L'une des plus grandes contre-attaques américaines à ce jour a eu lieu en août, lorsque le département du Trésor a sanctionné un service de « mélange » de cryptomonnaies connu sous le nom de Tornado Cash, qui aurait blanchi 455 millions de dollars pour le compte de pirates nord-coréens.
Tornado Cash était particulièrement précieux car il était plus liquide que les autres services, permettant de cacher plus facilement l'argent nord-coréen parmi d'autres sources de fonds. Tornado Cash traite désormais moins de transactions après que les sanctions du Trésor ont forcé les Nord-Coréens à rechercher d'autres services de mixage.
Selon Chainalysis, des agents nord-coréens présumés ont envoyé 24 millions de dollars en décembre et janvier via un nouveau service de mixage, Sinbad, mais rien n'indique encore que Sinbad soit aussi efficace pour transférer de l'argent que Tornado Cash.
Les personnes derrière les services de mixage, comme Roman Semenov, développeur de Tornado Cash, se décrivent souvent comme des défenseurs de la vie privée qui soutiennent que leurs outils de cryptomonnaie peuvent être utilisés pour le bien ou le mal, comme n'importe quelle technologie. Mais cela n’a pas empêché les forces de sécurité de sévir. En août, la police néerlandaise a arrêté un autre créateur présumé de Tornado Cash, dont le nom n'a pas été divulgué, pour blanchiment d'argent présumé.

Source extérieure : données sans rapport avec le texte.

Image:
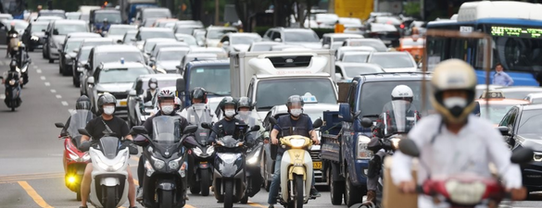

Les sociétés privées de suivi des crypto-monnaies comme Chainalysis s’appuient de plus en plus sur d’anciens responsables de l’application des lois américains et européens qui appliquent ce qu’ils ont appris dans le monde secret pour suivre le blanchiment d’argent à Pyongyang.
Elliptic, une société basée à Londres qui emploie d'anciens agents des forces de l'ordre, affirme avoir contribué à saisir 1,4 million de dollars d'argent nord-coréen volé lors du piratage Harmony. Les analystes d'Elliptic ont déclaré à CNN qu'ils ont pu suivre l'argent en temps réel en février lorsqu'il a été brièvement transféré sur deux bourses de crypto-monnaie populaires, Huobi et Binance. Les analystes affirment avoir rapidement informé les marchés, qui ont gelé l'argent.
"C'est un peu comme des importations de médicaments à grande échelle", a déclaré à CNN Tom Robinson, co-fondateur d'Elliptic. "Les Nord-Coréens sont prêts à perdre une partie de l'argent, mais la majeure partie est probablement perdue à cause du volume et de la rapidité avec lesquels ils le font, et ils sont assez sophistiqués."
Les Nord-Coréens tentent non seulement de voler des sociétés de crypto-monnaie, mais aussi directement d’autres voleurs de crypto-monnaie.
Après qu'un pirate informatique inconnu ait volé 200 millions de dollars à la société britannique Euler Finance en mars, des agents nord-coréens présumés ont tenté de tendre un piège : ils ont envoyé au pirate informatique un message sur la blockchain contenant une vulnérabilité qui aurait pu être une tentative d'accès aux fonds, selon à Elliptique. (La ruse n'a pas fonctionné.)
Nick Carlsen, qui était un analyste du renseignement du FBI spécialisé dans la Corée du Nord jusqu'en 2021, estime que ce pays ne compte peut-être que quelques centaines de personnes concentrées sur la tâche d'exploiter la crypto-monnaie pour échapper aux sanctions.
Dans le cadre d’un effort international visant à sanctionner les échanges de cryptomonnaies malhonnêtes et à saisir l’argent volé, Carlsen craint que la Corée du Nord puisse recourir à des formes de fraude moins visibles. Au lieu de voler 500 millions de dollars sur un échange de cryptomonnaies, a-t-il suggéré, les agents de Pyongyang pourraient mettre en place une chaîne de Ponzi qui attirerait beaucoup moins d'attention.
Cependant, même avec de faibles marges bénéficiaires, le vol de cryptomonnaie reste « extrêmement rentable », a déclaré Carlsen, qui travaille désormais au sein de la société d'enquête sur les fraudes TRM Labs. « Ils n'ont donc aucune raison d'arrêter ».